The Texas Association of Sports Officials sued the University Interscholastic League in Travis County Court.
TASO says it worked amicably with the UIL for decades. But the complaint alleges that the UIL is trying to expand its role from writing the rules by which games are played, to becoming a taxing (dues collecting) monopolistic body.
TASO describes itself as a 12,000-member, independent, nonprofit organization with “a long and distinguished history of advancing the ideas of good sportsmanship and fair play through qualified officiating and encouragement of respect for the authority of officials.” For decades, public school hired TASD to officiate their games, the group says.
TASO adds that UIL rules have “long provided that UIL member school districts should use TASO-registered officials in their varsity contests” and that “it is recommended that schools use TASO registered officials in all non-varsity games.” But TASO members “are not paid by the UIL, not retained by the UIL and are not in any capacity agents or employees of the UIL,” according to the complaint.
Texas school districts “individually contract with TASO member sports officials to work at specific games” and “TASO member sports officials are directly paid by the school districts that retain them on a game-by-game basis,” the complaint states. TASO member officials “have in all respects operated as independent professionals under the umbrella of their own association, voting on their own dues, regulations and procedures.”
But now, TASO says, the UIL is trying to “improperly and illegally usurp and wholly take over the function of TASO, to tax and regulate its independent sports officials members, and to act wholly outside the authority vested in the UIL by the Legislature or any other body.”

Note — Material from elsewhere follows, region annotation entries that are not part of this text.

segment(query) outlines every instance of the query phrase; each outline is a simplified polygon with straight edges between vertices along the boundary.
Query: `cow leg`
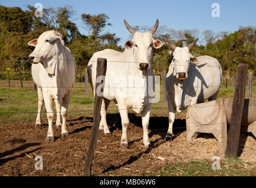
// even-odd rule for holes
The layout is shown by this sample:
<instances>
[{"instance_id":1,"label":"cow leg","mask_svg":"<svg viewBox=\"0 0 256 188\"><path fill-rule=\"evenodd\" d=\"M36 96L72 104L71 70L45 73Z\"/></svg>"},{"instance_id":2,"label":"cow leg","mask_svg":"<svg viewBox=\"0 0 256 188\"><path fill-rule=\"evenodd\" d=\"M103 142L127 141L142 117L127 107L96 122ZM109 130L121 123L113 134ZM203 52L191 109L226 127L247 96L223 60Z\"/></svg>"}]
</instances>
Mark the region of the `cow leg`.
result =
<instances>
[{"instance_id":1,"label":"cow leg","mask_svg":"<svg viewBox=\"0 0 256 188\"><path fill-rule=\"evenodd\" d=\"M42 90L41 88L37 87L37 93L38 95L38 109L35 120L35 126L41 126L41 112L42 111L42 105L44 105L44 96L42 96Z\"/></svg>"},{"instance_id":2,"label":"cow leg","mask_svg":"<svg viewBox=\"0 0 256 188\"><path fill-rule=\"evenodd\" d=\"M57 127L61 127L61 120L60 118L61 109L61 103L57 100L55 100L54 102L55 102L55 106L56 107L56 114L57 114L56 126Z\"/></svg>"},{"instance_id":3,"label":"cow leg","mask_svg":"<svg viewBox=\"0 0 256 188\"><path fill-rule=\"evenodd\" d=\"M48 132L47 137L45 139L47 143L50 143L54 141L52 130L52 120L54 117L53 109L52 109L52 99L51 97L47 96L47 94L44 95L44 100L45 105L46 112L47 112L48 119Z\"/></svg>"},{"instance_id":4,"label":"cow leg","mask_svg":"<svg viewBox=\"0 0 256 188\"><path fill-rule=\"evenodd\" d=\"M151 105L151 103L148 103L142 112L142 127L143 129L143 143L145 147L148 147L151 145L149 142L148 133Z\"/></svg>"},{"instance_id":5,"label":"cow leg","mask_svg":"<svg viewBox=\"0 0 256 188\"><path fill-rule=\"evenodd\" d=\"M61 103L57 101L57 100L55 100L54 102L55 102L55 106L56 107L56 115L57 115L56 126L58 128L61 126L61 119L60 118L61 105Z\"/></svg>"},{"instance_id":6,"label":"cow leg","mask_svg":"<svg viewBox=\"0 0 256 188\"><path fill-rule=\"evenodd\" d=\"M63 98L61 103L61 117L62 117L62 125L61 125L61 137L65 137L68 136L68 132L67 130L66 118L67 112L68 107L68 103L71 96L72 91L69 91Z\"/></svg>"},{"instance_id":7,"label":"cow leg","mask_svg":"<svg viewBox=\"0 0 256 188\"><path fill-rule=\"evenodd\" d=\"M121 138L121 145L123 146L128 146L128 142L127 139L127 128L129 123L128 118L128 109L127 107L125 105L120 105L118 103L118 108L119 109L119 113L121 116L122 133Z\"/></svg>"},{"instance_id":8,"label":"cow leg","mask_svg":"<svg viewBox=\"0 0 256 188\"><path fill-rule=\"evenodd\" d=\"M173 133L172 131L172 127L173 122L175 119L175 106L172 104L170 99L168 100L168 108L169 108L169 127L167 131L166 136L165 138L165 141L168 140L172 140L173 136Z\"/></svg>"},{"instance_id":9,"label":"cow leg","mask_svg":"<svg viewBox=\"0 0 256 188\"><path fill-rule=\"evenodd\" d=\"M100 110L100 116L101 117L100 122L100 130L104 130L104 133L105 135L110 133L109 127L107 123L107 110L109 107L110 100L106 99L103 99L101 103L101 108Z\"/></svg>"}]
</instances>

The UIL operates under to its own “Constitution and Contest Rules.” Its members include every public school in Texas; UIL rules govern every football, basketball, baseball, soccer and volleyball game played in public schools.
TASO says that while the UIL claims on its Web site to be a nonprofit organization, “the Texas Secretary of State has no record of the UIL having filed any organizational documents as a nonprofit corporation.”
The UIL “appears to operate simply as an association made up of its member school districts, possessing characteristics similar to other private associations, such as voluntary membership, an apparent lack of legislative funding and failure of any specific statutory enabling act to create the UIL,” according to the complaint.
TASO claims that even though the UIL does not have authority over anyone but its own members, it has adopted changes to its Constitution and Contest Rules “by which it seeks to mandate that all sports officials in the State of Texas register and pay dues to the UIL to engage in their profession” and that the “UIL is using its coercive, monopolistic power to compel the officials to subject themselves to UIL control, even though the officials will have no voting rights or say in UIL policymaking.”
TASO alleges tortuous interference with contract, illegal occupation tax and illegal attempt to exercise an unauthorized delegation of power. It seeks declaratory judgment and an injunction. It is represented by Gary Schumann.